どうやらスサノオはクロスに対して警戒することはしなくなったようだ。
「ふふ、冗談さね。住んでいるというより、住み着いているのさ。家らしい家もない、洞穴が住処さ」
「貴殿ほどの者が、家もないとは信じ難いが…。しかし、常識ある者に出会えたのはこれ幸い。私の話を少し聞いてはくれないだろうか?」
「ああもちろん、ここらは何もなくて暇なのさ」
スサノオは地面に胡座をかき豪快に座ると、自分の足に肘をおき頬杖をついた。
クロスは座っていた切り株に腰を下ろす。
「それで、話ってのはいったい何だい」
「まず問いたい。スサノオ殿は"人喰者"をご存知か?」
「ああ、さっきも口走っていたね。勿論知っているさ、この世界をこんなにした元凶ともね。で、知ってたらなんだってんだい?あんたさん、さっきは復讐したいって眼をしてたけど」
スサノオは目を細めてクロスの出方を伺う。
対するクロスは目を伏せ軽く息を吐く。
そして間を置いてから、スサノオを見る。
「私は魔神最後の生き残り、ゴアレド王国が次期王位継承者、王子クロス・アーチドと言う。
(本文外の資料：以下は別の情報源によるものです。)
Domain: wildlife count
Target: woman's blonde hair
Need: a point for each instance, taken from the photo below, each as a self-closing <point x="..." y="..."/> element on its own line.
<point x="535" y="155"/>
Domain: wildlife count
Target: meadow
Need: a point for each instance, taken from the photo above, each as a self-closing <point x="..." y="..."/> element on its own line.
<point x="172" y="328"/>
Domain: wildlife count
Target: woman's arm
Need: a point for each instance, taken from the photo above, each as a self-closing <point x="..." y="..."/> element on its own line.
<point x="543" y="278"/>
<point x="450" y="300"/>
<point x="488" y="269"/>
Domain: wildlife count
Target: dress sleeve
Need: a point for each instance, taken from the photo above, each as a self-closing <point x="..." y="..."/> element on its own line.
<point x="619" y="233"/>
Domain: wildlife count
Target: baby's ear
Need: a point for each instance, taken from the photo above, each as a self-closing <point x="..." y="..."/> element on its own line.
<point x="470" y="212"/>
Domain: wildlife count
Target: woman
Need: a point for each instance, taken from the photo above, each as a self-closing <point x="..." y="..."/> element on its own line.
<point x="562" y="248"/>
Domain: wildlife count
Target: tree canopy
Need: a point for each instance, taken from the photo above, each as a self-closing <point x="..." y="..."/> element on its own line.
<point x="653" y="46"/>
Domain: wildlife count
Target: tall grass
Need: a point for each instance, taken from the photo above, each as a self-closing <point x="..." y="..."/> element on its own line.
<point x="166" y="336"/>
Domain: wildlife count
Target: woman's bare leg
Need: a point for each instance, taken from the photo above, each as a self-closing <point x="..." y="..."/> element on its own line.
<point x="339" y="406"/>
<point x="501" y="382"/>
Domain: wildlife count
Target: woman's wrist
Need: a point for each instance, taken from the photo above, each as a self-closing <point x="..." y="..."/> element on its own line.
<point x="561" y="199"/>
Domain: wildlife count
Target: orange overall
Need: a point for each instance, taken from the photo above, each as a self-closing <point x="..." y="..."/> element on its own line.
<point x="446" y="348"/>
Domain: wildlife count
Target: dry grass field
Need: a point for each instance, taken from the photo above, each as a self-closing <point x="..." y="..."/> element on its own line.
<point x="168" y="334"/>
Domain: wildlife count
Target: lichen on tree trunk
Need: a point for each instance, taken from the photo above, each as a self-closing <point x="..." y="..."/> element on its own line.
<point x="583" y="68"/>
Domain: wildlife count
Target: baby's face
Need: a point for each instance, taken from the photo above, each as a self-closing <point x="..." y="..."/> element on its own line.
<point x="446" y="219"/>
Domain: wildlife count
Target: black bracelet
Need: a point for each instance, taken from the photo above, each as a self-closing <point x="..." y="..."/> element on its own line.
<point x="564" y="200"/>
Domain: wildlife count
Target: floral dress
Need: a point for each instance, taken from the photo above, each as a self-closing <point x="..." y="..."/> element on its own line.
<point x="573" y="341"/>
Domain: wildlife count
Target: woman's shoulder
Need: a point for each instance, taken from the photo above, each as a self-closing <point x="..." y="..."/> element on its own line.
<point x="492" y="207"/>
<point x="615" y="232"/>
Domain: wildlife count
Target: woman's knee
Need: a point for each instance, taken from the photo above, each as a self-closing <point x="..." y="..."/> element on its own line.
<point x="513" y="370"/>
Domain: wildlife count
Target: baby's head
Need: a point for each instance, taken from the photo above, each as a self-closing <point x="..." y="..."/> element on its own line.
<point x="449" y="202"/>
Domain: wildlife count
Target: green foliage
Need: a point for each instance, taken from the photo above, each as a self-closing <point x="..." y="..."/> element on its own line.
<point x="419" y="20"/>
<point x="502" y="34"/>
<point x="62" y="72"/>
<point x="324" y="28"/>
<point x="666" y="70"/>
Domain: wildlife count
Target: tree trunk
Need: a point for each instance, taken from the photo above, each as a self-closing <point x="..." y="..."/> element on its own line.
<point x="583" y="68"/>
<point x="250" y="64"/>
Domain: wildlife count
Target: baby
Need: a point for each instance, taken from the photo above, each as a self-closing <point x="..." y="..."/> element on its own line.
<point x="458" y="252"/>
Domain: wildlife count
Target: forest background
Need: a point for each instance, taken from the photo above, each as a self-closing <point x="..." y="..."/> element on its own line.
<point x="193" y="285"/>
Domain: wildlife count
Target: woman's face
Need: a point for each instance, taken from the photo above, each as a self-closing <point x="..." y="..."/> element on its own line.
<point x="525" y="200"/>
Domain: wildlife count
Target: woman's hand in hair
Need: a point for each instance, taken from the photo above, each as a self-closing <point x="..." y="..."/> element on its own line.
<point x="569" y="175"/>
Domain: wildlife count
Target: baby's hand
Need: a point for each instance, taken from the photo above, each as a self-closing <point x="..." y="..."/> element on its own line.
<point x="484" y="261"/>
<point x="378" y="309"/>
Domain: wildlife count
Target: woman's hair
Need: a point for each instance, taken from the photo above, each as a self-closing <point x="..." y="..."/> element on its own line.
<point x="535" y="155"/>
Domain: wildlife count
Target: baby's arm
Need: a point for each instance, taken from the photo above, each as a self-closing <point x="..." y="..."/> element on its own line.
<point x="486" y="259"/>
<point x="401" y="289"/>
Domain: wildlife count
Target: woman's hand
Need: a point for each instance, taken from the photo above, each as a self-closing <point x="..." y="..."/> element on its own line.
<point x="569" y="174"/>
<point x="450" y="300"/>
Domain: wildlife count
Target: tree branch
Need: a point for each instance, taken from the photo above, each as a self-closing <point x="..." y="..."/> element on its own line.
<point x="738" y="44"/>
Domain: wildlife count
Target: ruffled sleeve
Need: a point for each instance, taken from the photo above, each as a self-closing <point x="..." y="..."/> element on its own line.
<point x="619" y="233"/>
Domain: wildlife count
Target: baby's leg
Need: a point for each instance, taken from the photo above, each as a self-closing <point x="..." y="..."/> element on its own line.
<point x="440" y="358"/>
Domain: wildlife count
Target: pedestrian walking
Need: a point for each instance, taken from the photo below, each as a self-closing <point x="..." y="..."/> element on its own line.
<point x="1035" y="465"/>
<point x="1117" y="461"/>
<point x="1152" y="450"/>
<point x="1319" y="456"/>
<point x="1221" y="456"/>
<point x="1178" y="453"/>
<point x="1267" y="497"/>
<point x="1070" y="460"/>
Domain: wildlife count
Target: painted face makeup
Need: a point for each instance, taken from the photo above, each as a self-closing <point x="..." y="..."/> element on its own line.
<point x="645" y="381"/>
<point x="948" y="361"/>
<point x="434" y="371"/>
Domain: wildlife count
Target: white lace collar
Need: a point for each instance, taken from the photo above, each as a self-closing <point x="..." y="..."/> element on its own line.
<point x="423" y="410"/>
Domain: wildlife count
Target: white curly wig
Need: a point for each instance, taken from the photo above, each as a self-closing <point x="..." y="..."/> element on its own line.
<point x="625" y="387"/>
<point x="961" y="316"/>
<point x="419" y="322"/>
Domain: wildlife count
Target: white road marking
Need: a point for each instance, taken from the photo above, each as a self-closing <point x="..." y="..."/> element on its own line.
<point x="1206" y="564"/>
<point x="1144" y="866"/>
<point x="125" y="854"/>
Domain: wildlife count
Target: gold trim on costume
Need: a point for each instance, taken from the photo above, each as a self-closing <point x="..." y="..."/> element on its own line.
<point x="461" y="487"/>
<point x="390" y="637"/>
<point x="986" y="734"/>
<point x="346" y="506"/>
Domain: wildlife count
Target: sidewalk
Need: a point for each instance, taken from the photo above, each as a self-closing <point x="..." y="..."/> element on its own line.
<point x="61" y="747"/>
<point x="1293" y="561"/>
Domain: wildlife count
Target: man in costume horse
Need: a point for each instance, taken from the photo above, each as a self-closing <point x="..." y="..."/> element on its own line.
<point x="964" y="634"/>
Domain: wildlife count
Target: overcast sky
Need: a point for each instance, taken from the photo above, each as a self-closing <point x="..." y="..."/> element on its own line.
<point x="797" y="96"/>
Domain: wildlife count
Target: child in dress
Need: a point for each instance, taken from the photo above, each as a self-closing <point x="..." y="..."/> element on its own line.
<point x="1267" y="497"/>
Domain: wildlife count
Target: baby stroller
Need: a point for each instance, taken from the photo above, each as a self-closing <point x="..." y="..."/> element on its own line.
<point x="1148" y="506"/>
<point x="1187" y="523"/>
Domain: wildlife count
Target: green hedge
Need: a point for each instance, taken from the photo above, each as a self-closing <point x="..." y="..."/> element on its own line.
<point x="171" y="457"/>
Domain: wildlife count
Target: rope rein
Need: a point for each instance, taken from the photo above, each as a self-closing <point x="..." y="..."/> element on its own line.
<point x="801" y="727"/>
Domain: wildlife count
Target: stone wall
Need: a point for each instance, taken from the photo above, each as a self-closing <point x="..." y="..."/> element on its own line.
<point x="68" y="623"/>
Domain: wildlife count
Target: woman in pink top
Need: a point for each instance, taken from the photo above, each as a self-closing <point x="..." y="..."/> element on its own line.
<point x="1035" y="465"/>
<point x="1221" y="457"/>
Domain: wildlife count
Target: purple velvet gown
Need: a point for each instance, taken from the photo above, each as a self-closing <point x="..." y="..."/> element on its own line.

まあ、今や我が故郷は滅ぼされ王子だの、魔神だのは過去の栄光だがな」
言い切り肩を竦めて皮肉そうに笑うクロスを見て、スサノオは初めて笑顔を驚愕で崩す。
目を見開き、開いた口が塞がらないと言ったところだ。
当たり前である。
一方クロスは、そんなスサノオの様子を見て不思議そうに首を傾げていた。